Query-specific architectures for HotpotQA and MMLU
Emergent architectures: HotpotQA induces parallel ReAct search streams, while MMLU induces hierarchical dual-loop refinement. 涌现架构:HotpotQA 诱导并行 ReAct 搜索流,MMLU 诱导分层双循环 refinement。

Why Lifelong Agents 为什么属于 Lifelong Agents

The Lifelong Agents angle is not simply that agents collaborate. It is that the Meta-Agent learns an architectural policy: given a new task, it can create a new organization, assign roles, route information, audit failures, and specialize agents. That is a step toward agents whose competence grows at the level of system design, not only at the level of single-model answers. 它属于 Lifelong Agents,不只是因为多个 agent 在协作,而是因为 Meta-Agent 学到的是一种 “架构策略”:面对新任务,它可以创建新的组织结构、分配角色、路由信息、审计失败并进行角色特化。 这让智能体的成长发生在系统设计层,而不只是单模型回答层。
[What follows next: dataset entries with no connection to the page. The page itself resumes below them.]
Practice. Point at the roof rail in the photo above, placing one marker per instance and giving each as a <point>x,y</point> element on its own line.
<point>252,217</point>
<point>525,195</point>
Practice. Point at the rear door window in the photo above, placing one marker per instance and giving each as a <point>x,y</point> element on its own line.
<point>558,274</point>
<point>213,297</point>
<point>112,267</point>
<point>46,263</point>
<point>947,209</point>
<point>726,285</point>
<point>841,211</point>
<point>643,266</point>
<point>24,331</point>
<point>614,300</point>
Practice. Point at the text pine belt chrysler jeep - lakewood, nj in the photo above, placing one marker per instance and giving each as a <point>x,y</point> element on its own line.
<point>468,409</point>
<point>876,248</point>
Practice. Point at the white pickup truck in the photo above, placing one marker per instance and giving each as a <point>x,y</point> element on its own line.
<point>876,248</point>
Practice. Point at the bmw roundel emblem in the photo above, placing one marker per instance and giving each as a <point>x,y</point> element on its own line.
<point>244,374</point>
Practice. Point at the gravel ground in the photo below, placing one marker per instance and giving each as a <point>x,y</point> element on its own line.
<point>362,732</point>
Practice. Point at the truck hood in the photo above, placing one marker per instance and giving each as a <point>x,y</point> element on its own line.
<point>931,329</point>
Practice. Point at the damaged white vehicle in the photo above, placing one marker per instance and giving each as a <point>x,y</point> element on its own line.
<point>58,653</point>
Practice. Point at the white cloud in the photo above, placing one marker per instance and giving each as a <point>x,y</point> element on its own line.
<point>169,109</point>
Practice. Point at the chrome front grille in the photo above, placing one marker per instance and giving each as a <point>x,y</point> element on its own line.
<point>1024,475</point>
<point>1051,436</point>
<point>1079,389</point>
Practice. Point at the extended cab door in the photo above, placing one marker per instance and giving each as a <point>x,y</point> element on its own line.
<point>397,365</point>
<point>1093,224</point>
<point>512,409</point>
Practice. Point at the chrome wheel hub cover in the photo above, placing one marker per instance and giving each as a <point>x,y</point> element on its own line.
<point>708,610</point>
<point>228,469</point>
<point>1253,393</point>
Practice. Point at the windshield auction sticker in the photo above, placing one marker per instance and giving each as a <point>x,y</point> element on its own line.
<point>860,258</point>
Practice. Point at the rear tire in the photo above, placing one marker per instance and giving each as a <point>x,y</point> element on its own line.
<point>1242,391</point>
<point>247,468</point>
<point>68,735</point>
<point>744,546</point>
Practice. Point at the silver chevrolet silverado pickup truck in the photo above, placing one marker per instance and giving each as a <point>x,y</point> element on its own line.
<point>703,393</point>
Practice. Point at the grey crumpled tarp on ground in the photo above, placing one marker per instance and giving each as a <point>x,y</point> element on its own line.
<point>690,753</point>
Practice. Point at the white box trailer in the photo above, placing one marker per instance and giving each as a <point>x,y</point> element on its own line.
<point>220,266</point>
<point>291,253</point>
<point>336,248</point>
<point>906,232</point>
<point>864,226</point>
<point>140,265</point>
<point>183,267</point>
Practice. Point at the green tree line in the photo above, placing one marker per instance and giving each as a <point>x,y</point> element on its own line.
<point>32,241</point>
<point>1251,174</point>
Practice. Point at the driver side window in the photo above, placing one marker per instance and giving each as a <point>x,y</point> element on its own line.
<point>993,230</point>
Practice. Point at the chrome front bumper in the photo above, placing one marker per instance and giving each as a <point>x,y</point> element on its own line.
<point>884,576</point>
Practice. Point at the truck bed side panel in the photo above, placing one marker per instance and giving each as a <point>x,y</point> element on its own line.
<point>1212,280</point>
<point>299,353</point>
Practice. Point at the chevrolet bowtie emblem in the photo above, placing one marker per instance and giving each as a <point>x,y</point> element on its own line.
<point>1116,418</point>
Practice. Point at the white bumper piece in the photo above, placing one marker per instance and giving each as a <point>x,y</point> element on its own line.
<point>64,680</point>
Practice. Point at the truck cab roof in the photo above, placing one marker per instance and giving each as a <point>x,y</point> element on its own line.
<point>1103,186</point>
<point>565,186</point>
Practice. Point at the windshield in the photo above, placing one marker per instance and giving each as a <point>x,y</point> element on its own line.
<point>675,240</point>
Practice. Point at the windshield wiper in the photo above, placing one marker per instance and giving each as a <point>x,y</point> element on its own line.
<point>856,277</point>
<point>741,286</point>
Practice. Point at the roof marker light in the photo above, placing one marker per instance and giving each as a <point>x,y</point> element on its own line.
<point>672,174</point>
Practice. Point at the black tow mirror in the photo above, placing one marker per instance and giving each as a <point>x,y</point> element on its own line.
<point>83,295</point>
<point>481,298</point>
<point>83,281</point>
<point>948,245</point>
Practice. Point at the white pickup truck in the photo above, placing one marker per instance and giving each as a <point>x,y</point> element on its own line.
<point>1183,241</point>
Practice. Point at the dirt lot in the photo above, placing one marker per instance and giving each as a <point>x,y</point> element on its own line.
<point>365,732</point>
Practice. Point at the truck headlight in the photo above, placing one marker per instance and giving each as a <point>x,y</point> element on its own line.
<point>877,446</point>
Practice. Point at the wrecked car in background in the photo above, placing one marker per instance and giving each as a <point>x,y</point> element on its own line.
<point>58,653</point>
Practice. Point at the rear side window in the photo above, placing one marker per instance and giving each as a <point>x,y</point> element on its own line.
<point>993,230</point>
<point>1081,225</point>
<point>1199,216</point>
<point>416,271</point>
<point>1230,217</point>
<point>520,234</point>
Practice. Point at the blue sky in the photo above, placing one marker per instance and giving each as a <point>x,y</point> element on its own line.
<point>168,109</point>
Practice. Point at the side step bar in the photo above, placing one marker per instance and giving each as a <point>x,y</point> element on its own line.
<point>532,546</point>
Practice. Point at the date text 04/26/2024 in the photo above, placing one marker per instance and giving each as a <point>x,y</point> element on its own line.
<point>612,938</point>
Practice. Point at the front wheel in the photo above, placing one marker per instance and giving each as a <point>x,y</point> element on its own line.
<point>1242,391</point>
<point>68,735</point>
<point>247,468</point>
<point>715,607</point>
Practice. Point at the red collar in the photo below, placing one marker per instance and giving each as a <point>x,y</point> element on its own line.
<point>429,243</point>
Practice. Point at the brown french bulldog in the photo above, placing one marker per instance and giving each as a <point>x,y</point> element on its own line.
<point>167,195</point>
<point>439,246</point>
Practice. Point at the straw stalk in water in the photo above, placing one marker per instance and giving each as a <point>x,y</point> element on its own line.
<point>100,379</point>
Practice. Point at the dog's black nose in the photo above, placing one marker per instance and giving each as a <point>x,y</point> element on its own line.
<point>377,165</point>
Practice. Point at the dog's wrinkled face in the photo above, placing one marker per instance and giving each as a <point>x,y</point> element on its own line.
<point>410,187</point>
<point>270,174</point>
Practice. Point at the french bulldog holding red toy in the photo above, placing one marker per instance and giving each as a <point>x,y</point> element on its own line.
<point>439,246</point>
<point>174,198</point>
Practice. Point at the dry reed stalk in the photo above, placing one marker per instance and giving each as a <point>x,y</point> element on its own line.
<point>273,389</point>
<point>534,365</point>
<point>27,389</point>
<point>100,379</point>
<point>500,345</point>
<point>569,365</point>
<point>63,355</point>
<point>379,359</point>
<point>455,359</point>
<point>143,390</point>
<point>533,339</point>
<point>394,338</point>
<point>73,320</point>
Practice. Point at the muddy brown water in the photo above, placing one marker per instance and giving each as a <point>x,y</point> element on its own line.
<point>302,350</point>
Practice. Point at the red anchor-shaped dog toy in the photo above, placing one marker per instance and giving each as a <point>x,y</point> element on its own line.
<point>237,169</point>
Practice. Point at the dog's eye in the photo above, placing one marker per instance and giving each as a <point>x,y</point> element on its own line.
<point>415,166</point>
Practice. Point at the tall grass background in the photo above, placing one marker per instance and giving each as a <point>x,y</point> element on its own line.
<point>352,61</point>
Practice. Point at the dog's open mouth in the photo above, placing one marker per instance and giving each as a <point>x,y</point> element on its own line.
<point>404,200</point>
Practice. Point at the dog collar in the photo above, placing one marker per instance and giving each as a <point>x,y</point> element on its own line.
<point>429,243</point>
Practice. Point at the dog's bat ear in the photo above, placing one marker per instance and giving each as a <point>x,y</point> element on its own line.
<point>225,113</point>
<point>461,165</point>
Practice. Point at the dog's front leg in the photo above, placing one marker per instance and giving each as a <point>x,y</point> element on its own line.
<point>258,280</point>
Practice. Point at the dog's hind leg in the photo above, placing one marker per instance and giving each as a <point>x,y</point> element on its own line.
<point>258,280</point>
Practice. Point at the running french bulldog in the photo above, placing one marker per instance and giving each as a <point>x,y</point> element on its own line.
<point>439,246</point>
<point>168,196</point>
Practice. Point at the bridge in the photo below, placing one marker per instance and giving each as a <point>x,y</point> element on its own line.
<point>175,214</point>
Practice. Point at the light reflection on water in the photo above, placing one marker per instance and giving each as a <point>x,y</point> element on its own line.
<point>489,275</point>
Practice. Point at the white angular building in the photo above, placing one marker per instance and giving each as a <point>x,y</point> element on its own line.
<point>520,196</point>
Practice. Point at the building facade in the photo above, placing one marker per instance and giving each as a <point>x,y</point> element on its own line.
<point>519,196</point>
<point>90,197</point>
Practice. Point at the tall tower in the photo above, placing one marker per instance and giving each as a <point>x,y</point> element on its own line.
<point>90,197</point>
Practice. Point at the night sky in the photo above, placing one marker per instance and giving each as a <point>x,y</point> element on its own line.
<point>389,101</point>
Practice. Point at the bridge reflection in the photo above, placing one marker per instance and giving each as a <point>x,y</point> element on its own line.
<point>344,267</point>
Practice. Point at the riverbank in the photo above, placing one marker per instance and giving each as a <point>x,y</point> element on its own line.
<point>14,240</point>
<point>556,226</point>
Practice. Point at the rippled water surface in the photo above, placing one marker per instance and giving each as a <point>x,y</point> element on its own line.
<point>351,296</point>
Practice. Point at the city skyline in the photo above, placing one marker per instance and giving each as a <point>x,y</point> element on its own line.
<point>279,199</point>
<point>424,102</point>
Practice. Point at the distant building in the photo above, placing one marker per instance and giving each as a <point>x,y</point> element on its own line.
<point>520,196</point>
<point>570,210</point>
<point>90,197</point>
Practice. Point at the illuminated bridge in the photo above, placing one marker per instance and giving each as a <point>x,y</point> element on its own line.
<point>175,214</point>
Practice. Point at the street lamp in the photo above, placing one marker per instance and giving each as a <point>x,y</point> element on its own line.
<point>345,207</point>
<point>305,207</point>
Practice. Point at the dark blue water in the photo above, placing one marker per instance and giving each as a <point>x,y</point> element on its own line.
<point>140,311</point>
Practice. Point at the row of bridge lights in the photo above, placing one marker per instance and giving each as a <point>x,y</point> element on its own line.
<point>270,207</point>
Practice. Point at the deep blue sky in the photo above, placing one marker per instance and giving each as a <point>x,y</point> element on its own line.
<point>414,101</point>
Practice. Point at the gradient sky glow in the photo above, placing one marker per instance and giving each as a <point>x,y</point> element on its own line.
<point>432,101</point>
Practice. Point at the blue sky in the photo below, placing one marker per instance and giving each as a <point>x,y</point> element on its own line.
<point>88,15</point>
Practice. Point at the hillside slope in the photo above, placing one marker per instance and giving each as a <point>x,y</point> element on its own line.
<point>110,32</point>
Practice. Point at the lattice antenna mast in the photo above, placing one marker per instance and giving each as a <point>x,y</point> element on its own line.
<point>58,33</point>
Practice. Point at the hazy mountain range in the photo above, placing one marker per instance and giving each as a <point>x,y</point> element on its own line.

Recursive audit chain with critic and router feedback loop
Recursive Audit Chain: the architecture routes solver output through critique before final submission, creating a self-correction loop. 递归审计链:架构让 Solver 输出先经过 Critic 审核再提交,形成自我修正环。
Conditional parallelism with decomposer, researchers, and synthesizer
Conditional Parallelism: independent evidence paths are fanned out and synthesized, a useful pattern for multi-hop retrieval. 条件并行:独立证据路径被拆分并并行研究,最后综合,适合多跳检索任务。
Domain-specific role adaptation in generated MAS
Domain-Specific Adaptation: the model creates semantic roles such as Location Investigator and Year Verifier instead of generic workers. 领域特化适配:模型创建 Location Investigator、Year Verifier 等语义角色,而不是泛泛的 worker。